Theoretical Implications
The findings establish influence-guided perturbations as a robust attack primitive, extending attribution techniques from interpretability to adversarial manipulation. INFUSION formalizes the connection between document perturbations and downstream behavioral shifts via influence function calculus and first-order Taylor approximations. The framework subsumes prior upweighting-based influence methods and generalizes to continuous and discrete spaces via EK-FAC and simplex-projected PGD.
However, the attenuation of attack efficacy in large-scale, high-confidence models and weak cross-architecture transferability delineates clear boundaries. Influence approximations and retraining horizon effects (attack dilution with longer retraining) indicate that security risk may currently be confined to smaller or marginally aligned systems. Nevertheless, highly selective attacks at low budgets could persist through partial post-training steps, challenging assumptions about the efficacy of surface-level data filtering and necessitating deeper provenance tracking.

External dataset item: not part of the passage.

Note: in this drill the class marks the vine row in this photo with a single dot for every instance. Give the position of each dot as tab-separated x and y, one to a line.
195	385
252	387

Practical Implications and Security Landscape
INFUSION exposes training data interpretability as a double-edged sword: adversaries can generate attacks that are visually or semantically imperceptible, potentially evading common defenses (perplexity filtering, toxicity classifiers, etc.). Because injected behaviors need not be explicit, detection by standard anomaly detection or content-based filters is significantly more challenging. Moreover, transferability across architectures means that open-weight models represent a novel risk—adversaries can compute perturbations on public architectures and datasets that propagate to proprietary systems trained on similar corpora.
Potential defenses include influence-based anomaly detection, data provenance tracking, and dispersion-regularized training to avoid concentration of behavioral leverage in small document subsets. Extending INFUSION to model the full training pipeline—including fine-tuning and RLHF—could dramatically enhance attack persistence, posing severe risks for frontier or production-scale models.
Limitations and Future Directions
The efficacy of INFUSION is currently strongest in vision tasks with continuous optimization and precise influence estimation; its impact on transformers and LLMs is measurable but less decisive, with probability nudges rather than rank or prediction flips. The dependency on white-box access to a proxy model and substantial computational resources constrains immediate misuse, but as influence functions and optimization scale, the practicality of such attacks may increase.
Fragility to retraining duration and limited robustness of perturbations across full pretraining cycles pose significant open questions. Key future directions include improving influence approximations, scaling attacks to frontier models, and investigating attack persistence through post-training and alignment procedures.
Conclusion
INFUSION demonstrates that minimal, influence-guided perturbations to training documents can systematically affect model behavior, sometimes even without explicit examples of the target behavior. While the attack reliably shifts model outputs in vision settings and amplifies latent behaviors in transformers and LLMs, its impact attenuates with scale and confidence. The dual-use nature of influence functions, underlying both interpretability and vulnerability, calls for renewed attention to the provenance and monitoring of training data as foundational components in securing modern ML pipelines.